Most fish deaths in lake Victoria have been attributed to pollution of the lake by the local industries. The Kisumu boss instructed officers at the department of environment to tighten surveillance to ensure compliance by local industries.
“As we count the losses, I appeal to the fish farmers to ensure proper and scientific disposal of the dead fish to avoid further pollution, and I wish to issue fresh instructions to entities mandated with environmental safety and safeguards to round up and prosecute individuals and owners of factories polluting our water bodies. I propose that it was high time we came with tougher legislations both in the National and County Assemblies to deal with Environmental pollution,’’ he said.

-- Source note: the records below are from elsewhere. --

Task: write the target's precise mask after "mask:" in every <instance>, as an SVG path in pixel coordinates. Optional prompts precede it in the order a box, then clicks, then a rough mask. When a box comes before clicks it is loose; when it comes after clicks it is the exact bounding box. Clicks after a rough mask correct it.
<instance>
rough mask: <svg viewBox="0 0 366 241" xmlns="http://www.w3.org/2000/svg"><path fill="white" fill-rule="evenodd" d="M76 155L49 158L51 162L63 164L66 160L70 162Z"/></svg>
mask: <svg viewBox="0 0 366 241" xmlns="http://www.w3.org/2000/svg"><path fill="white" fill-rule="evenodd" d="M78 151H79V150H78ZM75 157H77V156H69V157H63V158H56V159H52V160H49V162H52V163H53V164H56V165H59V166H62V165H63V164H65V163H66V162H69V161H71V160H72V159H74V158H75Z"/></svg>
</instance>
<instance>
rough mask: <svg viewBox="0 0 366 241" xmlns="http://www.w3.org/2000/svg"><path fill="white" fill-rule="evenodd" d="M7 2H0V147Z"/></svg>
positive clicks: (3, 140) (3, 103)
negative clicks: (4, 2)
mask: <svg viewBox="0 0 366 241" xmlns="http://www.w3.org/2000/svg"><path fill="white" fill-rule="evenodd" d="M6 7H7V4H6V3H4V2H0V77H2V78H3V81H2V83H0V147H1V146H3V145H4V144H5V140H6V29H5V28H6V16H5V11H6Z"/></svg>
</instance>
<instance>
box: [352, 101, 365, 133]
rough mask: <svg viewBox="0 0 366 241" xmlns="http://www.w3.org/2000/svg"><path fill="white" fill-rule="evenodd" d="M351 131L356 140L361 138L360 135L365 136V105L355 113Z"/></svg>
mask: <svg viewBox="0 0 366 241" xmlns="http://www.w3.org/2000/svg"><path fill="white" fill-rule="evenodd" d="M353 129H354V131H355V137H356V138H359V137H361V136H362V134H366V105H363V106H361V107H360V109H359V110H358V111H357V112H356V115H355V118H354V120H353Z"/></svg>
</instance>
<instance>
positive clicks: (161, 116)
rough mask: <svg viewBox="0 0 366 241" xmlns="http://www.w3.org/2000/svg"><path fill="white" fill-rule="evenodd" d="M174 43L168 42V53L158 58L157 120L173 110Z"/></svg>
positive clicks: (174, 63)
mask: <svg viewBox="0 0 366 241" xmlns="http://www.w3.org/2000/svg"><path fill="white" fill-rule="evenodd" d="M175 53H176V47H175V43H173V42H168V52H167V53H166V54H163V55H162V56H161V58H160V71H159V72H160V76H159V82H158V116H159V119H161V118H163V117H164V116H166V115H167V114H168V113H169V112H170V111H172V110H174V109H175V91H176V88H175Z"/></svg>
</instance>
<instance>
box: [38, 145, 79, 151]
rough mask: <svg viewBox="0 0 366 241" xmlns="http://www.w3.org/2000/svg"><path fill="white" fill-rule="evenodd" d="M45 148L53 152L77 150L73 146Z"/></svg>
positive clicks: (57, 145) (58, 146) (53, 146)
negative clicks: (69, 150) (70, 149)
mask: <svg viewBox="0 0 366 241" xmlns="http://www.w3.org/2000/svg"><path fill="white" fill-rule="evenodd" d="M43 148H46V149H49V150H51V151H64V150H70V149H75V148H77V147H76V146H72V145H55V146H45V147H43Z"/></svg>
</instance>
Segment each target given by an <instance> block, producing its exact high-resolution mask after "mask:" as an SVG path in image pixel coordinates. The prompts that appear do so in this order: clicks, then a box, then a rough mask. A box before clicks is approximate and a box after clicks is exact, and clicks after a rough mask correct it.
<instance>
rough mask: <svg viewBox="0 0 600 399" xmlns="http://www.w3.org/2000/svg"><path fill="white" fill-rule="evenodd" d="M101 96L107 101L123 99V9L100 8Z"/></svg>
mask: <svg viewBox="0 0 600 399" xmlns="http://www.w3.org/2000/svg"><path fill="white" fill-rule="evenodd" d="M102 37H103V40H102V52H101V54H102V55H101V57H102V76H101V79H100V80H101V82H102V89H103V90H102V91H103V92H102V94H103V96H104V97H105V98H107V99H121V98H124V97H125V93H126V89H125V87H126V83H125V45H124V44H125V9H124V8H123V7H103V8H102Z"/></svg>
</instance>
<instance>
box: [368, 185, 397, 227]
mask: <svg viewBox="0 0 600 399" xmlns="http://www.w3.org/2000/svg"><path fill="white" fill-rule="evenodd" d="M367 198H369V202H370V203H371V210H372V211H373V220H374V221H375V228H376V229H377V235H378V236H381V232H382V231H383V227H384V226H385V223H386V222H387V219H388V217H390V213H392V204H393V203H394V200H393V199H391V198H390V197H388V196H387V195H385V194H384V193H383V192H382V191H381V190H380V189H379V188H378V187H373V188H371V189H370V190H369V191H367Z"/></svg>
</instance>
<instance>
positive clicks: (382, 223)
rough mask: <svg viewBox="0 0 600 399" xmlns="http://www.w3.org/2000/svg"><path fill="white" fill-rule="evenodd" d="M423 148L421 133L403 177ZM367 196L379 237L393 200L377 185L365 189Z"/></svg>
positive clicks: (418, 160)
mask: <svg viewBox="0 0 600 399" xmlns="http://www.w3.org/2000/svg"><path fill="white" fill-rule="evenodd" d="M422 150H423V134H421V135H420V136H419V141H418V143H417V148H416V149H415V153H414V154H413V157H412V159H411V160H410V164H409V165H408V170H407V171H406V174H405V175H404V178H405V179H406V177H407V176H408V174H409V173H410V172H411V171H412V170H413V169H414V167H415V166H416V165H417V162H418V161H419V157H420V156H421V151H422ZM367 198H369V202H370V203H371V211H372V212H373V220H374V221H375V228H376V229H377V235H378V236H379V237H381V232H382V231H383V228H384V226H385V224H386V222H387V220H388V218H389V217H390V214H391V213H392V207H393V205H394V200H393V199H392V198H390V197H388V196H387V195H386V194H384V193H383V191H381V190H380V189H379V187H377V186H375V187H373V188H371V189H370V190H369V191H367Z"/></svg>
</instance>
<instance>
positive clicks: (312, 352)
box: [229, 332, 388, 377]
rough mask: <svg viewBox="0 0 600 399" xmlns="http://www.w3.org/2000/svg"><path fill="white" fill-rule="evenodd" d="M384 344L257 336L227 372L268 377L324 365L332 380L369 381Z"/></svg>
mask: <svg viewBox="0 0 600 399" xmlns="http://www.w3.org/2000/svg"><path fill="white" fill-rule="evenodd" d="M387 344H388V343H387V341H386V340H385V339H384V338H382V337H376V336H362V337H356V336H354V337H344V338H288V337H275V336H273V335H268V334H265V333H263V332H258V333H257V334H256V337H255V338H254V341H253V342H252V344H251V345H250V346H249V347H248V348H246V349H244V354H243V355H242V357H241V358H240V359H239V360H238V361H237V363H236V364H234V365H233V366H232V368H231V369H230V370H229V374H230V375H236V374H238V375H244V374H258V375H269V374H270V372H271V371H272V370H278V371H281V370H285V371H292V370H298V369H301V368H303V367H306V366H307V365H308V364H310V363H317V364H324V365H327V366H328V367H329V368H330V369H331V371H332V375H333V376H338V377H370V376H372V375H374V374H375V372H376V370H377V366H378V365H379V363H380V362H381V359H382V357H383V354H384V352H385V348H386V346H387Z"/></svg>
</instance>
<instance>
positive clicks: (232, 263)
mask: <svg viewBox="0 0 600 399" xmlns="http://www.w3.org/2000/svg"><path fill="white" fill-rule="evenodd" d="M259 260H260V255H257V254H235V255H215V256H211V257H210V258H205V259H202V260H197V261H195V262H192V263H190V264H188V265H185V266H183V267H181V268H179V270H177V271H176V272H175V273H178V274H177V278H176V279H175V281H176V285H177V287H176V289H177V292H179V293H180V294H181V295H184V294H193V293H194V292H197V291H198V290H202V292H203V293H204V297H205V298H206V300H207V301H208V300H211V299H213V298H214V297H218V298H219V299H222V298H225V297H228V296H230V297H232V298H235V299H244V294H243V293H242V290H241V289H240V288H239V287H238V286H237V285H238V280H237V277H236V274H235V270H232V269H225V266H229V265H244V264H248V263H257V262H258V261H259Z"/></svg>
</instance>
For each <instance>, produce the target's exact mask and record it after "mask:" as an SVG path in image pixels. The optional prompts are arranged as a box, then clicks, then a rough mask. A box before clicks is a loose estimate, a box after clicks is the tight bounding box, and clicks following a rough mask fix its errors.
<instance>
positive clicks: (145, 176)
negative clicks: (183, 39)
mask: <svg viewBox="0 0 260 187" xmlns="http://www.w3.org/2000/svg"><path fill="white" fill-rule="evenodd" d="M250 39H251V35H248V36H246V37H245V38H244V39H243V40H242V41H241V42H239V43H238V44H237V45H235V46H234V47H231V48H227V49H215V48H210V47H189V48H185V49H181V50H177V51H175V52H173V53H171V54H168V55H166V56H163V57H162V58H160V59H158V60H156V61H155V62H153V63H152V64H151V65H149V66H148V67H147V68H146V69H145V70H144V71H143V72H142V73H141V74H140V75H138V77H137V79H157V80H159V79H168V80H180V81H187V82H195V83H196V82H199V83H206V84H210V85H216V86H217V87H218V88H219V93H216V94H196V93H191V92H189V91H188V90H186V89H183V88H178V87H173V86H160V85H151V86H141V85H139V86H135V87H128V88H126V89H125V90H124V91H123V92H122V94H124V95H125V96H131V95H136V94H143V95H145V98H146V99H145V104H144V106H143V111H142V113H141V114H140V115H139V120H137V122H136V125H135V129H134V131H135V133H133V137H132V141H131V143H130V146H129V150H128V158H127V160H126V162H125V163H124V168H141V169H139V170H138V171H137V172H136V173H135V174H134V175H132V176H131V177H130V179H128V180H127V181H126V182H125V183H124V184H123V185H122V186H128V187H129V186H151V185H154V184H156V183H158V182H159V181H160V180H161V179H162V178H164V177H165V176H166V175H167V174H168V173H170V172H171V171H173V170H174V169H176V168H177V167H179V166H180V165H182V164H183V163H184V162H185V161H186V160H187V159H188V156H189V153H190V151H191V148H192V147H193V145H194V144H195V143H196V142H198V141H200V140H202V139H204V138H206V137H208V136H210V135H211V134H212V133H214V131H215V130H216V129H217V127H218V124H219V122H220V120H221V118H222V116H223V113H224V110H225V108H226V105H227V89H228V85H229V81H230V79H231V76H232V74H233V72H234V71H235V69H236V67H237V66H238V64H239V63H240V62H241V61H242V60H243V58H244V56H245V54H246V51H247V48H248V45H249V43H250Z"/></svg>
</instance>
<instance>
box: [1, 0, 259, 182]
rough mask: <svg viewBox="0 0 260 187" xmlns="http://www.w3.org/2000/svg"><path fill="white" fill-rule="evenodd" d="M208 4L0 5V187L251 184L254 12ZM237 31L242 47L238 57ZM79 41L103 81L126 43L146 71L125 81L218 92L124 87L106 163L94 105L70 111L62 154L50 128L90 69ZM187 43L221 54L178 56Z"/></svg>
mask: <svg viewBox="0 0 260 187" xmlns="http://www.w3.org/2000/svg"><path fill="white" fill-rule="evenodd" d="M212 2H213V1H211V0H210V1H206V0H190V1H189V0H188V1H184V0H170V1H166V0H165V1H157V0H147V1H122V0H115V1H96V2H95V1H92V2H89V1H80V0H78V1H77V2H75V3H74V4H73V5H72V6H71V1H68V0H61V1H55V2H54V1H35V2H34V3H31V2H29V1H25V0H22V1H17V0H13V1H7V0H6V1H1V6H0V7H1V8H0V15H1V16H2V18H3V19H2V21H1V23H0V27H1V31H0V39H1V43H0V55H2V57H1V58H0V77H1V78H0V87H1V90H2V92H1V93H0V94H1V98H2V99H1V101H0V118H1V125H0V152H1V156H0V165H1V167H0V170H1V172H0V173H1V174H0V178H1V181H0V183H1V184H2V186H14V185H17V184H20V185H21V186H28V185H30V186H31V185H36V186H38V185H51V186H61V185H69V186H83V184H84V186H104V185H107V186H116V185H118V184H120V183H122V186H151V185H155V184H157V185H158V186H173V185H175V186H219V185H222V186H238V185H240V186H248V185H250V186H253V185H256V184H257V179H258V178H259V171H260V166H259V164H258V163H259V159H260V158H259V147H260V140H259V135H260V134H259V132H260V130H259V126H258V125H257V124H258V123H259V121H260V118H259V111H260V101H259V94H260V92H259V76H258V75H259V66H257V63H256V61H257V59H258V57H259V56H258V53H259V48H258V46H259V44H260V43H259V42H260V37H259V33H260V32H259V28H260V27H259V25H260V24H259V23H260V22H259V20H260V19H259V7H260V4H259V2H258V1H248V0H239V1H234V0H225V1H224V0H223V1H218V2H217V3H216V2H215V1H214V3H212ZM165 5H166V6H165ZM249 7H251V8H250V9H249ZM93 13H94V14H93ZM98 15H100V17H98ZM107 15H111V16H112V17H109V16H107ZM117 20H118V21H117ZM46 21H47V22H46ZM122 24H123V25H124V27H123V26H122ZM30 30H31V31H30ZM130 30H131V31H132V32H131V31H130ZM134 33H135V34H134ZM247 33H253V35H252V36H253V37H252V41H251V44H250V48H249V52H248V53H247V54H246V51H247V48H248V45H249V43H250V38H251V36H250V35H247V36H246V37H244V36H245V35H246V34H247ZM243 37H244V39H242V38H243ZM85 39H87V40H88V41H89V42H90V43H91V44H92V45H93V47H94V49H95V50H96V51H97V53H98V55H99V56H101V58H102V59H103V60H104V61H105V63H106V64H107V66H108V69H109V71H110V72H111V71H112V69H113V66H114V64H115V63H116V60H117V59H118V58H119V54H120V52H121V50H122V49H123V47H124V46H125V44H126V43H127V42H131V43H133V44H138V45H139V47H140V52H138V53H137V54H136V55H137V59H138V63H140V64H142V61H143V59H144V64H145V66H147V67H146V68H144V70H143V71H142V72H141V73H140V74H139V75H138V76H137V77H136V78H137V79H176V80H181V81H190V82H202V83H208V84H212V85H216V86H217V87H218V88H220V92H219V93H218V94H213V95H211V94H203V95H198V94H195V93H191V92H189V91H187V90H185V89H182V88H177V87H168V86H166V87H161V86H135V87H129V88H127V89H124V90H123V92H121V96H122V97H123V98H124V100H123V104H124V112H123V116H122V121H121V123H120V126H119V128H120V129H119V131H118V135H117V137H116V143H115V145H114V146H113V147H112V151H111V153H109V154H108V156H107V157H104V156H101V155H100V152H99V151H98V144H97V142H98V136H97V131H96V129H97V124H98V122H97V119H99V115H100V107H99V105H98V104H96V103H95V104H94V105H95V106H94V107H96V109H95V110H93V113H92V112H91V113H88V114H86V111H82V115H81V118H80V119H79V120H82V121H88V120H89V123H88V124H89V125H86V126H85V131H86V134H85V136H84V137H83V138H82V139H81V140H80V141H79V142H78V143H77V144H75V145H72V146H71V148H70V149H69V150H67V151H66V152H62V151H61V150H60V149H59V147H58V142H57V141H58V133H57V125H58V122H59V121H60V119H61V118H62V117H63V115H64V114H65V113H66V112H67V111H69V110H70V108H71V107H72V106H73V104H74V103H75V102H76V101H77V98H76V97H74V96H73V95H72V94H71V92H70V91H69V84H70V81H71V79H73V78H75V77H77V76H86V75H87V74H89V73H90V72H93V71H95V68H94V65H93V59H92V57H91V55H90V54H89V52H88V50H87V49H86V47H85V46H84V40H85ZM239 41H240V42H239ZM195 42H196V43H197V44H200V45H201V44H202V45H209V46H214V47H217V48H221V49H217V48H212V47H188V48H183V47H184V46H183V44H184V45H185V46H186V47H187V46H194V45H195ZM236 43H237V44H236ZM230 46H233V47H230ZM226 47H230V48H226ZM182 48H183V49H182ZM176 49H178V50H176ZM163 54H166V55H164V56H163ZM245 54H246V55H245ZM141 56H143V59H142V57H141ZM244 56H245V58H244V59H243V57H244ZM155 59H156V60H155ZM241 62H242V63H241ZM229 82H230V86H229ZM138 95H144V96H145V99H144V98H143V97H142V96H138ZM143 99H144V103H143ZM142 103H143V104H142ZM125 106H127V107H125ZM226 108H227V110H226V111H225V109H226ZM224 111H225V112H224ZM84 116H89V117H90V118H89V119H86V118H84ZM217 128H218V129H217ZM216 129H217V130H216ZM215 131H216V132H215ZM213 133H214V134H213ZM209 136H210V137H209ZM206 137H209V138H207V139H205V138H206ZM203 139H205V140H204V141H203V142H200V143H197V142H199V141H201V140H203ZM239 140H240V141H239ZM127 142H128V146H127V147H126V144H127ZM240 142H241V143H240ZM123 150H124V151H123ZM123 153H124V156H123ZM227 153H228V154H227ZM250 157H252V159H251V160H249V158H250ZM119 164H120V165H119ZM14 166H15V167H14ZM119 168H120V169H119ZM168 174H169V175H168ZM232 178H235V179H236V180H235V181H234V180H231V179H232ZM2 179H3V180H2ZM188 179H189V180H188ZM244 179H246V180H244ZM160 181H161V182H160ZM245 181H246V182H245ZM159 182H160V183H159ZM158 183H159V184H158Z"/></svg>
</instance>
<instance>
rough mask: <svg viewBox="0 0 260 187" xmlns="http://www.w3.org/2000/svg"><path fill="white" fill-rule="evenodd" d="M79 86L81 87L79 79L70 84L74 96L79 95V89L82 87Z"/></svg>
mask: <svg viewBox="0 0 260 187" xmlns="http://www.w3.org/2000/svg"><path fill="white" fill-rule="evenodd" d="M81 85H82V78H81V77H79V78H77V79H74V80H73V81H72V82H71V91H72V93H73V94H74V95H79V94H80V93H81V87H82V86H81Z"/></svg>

Nyong’o regretted the massive loss incurred by cage farmers in the region given the important role they play in creating jobs in the region and supplementing fish supplies in the market. Lake Victoria accounts for over 80 percent of the local fish production.
Data shows the lake was the biggest inland source between 2014 and 2016. In 2016 the lake produced 90.7 percent of the local harvest, a rise from 81.9 percent in 2012.
The food and Agriculture Organization (FAO) says that Kenya is one of the major countries influencing global prices for freshwater fish. But Taiwan, Honduras, and the US control 99 percent of the market for tilapia, which Kenya imports the most, according to local fisheries data. FAO estimates that Kenya can produce 14 million tons of fish a year with a value of 50 billion shillings.